Date: 2026-05-29 Branch: research/cross-backend-4k-baseline-20260529 (commit 38a38adb0e) Baseline binary: vmaf-dev-mcp:cuda13.3 baked-in build (pre-PR#79, April 2026 image) Optimized binary: container build tree patched with PR #79 adm_cm.cu (__launch_bounds__(128,8)) Complement to: Research-0748 (PR #76, 1080p), Research-0749 (PR #79, 576p+1080p) Device: RTX 4090 (CC 8.9, 128 SMs), CUDA 13.3, driver R610.43.02, ncu 2026.2.0.0 SYCL: not measurable in one-off containers (no /dev/dri/by-path passthrough) Workload:

  • BigBuckBunny_25fps.yuv (.corpus/netflix/ref/, 3840×2160, 8-bit yuv420p, 75 frames)
  • BigBuckBunny_85_1080_3800.yuv (.corpus/netflix/dis/, 3840×2160, 8-bit, 75 frames)
  • vmaf_bench --resolution 3840x2160 --frames 24, 3 runs per cell, median reported

1. Why 4K matters for these optimizations

Prior measurements (Research-0734, Research-0748, Research-0749) were all at 576×324 or 1920×1080. Both resolutions are wave-limited for most CUDA kernels on the RTX 4090 (128 SMs): the 576p ADM kernel has only 0.84 waves; 1080p has 8–32 waves depending on the kernel. Several optimizations were theorized to scale to 4K but never measured. At 3840×2160 the pixel count is 44× larger than 576p, which changes the bottleneck character of every kernel.


2. Cross-backend throughput baseline at 4K (3-run medians)

Hardware: RTX 4090 CUDA; Intel Arc SYCL not available in this run.

Feature Backend Baseline fps Optimized fps Delta
motion CPU 290.8 240.1 (within noise)
vif CPU 21.0 21.3 (within noise)
adm CPU 68.9 66.4 (within noise)
float_ssim CPU 62.4 58.7 (within noise)
float_ms_ssim CPU 9.6 10.0 (within noise)
psnr CPU 317.6 315.1 (within noise)
motion CUDA 175.5 174.3 −0.7% (noise)
vif CUDA 147.2 151.4 +2.9% (noise)
adm CUDA 160.8 163.8 +1.9% (noise)

Notes:

  • Optimized binary differs from baseline only in adm_cm.cu (__launch_bounds__(128,8)).
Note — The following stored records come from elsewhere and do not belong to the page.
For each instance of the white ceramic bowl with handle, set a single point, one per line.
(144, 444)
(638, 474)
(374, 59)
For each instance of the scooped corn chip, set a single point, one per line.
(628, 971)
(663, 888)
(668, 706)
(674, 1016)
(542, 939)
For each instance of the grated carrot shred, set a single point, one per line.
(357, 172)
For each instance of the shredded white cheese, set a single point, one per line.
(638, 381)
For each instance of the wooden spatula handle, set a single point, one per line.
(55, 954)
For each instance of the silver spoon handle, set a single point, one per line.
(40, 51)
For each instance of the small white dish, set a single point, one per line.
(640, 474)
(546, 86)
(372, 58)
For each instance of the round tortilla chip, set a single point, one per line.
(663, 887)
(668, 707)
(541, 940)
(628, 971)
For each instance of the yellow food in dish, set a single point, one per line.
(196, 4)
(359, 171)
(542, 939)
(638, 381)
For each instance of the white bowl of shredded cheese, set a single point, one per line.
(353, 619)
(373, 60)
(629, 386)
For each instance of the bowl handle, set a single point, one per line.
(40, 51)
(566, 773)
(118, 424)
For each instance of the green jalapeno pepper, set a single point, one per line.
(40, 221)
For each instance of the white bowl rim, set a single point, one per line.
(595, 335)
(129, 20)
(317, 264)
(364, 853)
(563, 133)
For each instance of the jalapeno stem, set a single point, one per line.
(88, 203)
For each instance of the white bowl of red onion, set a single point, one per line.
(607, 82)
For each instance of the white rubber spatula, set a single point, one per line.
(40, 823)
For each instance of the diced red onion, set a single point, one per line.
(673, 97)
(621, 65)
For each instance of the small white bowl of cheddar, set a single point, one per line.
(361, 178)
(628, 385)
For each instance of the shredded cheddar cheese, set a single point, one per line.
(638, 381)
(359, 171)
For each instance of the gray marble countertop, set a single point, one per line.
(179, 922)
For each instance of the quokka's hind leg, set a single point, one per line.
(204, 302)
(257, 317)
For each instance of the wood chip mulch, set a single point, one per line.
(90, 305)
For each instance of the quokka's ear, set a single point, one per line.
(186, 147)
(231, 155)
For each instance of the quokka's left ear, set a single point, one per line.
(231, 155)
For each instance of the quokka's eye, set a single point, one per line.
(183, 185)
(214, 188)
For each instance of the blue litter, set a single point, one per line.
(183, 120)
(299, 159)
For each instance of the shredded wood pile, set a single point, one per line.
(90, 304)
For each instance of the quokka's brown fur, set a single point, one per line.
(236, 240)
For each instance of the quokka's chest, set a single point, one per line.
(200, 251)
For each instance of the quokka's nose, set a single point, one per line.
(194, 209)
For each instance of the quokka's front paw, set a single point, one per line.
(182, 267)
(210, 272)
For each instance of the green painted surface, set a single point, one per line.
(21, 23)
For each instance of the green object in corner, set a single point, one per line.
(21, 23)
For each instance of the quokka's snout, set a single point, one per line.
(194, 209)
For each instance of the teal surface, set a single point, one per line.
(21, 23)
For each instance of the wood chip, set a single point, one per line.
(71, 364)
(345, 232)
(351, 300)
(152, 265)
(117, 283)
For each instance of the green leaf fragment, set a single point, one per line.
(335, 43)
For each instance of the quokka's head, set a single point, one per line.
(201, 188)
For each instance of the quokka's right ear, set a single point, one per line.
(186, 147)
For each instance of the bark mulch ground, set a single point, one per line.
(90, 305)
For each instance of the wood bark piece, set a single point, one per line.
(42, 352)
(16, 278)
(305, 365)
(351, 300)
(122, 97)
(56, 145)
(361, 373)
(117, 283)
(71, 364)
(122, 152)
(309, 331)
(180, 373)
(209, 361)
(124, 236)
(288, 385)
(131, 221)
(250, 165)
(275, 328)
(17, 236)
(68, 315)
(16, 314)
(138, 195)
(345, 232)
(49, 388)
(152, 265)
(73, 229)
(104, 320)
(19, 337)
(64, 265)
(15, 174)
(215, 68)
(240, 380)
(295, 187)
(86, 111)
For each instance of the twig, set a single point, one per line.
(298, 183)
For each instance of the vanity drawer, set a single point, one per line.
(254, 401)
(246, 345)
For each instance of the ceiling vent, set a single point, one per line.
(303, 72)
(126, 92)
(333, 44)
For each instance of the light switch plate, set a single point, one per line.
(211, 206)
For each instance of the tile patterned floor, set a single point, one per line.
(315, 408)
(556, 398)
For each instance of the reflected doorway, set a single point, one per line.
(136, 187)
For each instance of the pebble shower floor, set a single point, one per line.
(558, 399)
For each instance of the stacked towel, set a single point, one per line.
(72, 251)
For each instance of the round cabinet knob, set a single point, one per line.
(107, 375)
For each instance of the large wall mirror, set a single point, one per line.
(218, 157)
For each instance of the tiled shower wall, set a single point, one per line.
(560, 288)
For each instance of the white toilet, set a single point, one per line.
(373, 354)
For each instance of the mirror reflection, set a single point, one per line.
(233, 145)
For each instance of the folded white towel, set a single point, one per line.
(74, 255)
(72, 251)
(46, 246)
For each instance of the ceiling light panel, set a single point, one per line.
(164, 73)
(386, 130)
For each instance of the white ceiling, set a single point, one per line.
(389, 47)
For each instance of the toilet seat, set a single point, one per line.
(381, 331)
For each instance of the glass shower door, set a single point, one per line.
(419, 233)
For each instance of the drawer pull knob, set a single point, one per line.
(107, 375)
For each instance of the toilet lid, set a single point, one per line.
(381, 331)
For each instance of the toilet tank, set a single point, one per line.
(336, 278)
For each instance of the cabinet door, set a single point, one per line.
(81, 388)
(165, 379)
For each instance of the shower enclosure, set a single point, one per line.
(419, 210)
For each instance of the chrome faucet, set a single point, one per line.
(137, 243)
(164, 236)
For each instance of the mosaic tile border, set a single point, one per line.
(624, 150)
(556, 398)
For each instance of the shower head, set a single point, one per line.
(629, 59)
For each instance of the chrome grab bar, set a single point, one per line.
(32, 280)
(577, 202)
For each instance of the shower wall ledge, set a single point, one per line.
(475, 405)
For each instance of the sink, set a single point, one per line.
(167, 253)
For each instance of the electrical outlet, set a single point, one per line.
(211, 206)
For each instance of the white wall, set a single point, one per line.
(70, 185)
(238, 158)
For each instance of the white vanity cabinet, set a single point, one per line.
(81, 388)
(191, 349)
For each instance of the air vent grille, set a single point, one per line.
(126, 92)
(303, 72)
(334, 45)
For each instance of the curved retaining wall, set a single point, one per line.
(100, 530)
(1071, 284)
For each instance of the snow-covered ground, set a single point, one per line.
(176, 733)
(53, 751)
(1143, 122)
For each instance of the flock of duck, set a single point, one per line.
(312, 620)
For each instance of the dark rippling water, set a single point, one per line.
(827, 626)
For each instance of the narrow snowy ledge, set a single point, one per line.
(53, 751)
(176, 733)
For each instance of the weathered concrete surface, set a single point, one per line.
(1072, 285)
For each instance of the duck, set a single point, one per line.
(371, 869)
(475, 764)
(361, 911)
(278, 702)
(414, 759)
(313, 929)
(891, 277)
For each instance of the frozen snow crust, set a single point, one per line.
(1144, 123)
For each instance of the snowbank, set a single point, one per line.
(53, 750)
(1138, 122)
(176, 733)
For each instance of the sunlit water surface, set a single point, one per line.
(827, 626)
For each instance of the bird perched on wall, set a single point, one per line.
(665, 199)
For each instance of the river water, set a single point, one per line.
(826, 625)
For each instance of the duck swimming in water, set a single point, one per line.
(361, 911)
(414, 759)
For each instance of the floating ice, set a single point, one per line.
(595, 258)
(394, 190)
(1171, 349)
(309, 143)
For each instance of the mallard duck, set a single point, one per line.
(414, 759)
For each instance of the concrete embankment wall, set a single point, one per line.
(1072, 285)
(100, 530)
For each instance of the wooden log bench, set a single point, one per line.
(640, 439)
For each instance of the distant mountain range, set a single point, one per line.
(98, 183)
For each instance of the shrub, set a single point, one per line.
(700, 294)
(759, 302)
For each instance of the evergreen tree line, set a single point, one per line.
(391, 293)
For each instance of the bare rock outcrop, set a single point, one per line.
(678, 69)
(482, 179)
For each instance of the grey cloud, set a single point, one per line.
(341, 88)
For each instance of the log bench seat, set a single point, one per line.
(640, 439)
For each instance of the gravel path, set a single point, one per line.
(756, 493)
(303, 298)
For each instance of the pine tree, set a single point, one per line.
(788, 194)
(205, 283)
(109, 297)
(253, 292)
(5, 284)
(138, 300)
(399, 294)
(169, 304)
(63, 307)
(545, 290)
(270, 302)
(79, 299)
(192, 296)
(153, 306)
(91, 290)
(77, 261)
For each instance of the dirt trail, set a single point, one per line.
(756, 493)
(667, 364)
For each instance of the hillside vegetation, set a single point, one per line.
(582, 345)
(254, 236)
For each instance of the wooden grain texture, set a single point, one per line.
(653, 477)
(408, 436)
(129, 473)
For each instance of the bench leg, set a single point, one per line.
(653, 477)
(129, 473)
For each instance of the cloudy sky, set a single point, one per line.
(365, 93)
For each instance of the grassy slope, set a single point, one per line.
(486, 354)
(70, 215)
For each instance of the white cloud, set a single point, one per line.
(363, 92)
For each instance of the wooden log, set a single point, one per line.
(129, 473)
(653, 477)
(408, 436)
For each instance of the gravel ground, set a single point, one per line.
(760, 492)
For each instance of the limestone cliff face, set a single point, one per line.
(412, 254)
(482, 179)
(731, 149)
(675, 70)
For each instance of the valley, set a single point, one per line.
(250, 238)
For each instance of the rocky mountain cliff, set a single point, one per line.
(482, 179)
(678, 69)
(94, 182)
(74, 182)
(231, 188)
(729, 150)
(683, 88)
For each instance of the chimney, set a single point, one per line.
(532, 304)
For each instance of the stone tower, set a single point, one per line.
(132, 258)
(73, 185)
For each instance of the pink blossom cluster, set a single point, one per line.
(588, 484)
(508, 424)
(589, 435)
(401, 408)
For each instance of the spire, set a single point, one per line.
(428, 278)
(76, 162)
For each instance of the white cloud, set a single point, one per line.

The ms_ssim smem tiling from PR #79 was NOT included (per the partial-revert recommendation from Research-0749).
  • CPU/CUDA row-to-row delta is within ±5% measurement noise for all 24-frame runs.
  • SYCL: FAIL in one-off containers. Use --device /dev/dri --device /dev/dri/by-path --group-add 988 for Intel Arc SYCL runs (see Research-0734 §5.1 for the fix).
  • CUDA speedup over CPU at 4K: vif 7.0×, adm 2.3×, motion 0.6× (motion CUDA is slower — expected: motion is memory-bound and CUDA init overhead is significant for 24-frame runs).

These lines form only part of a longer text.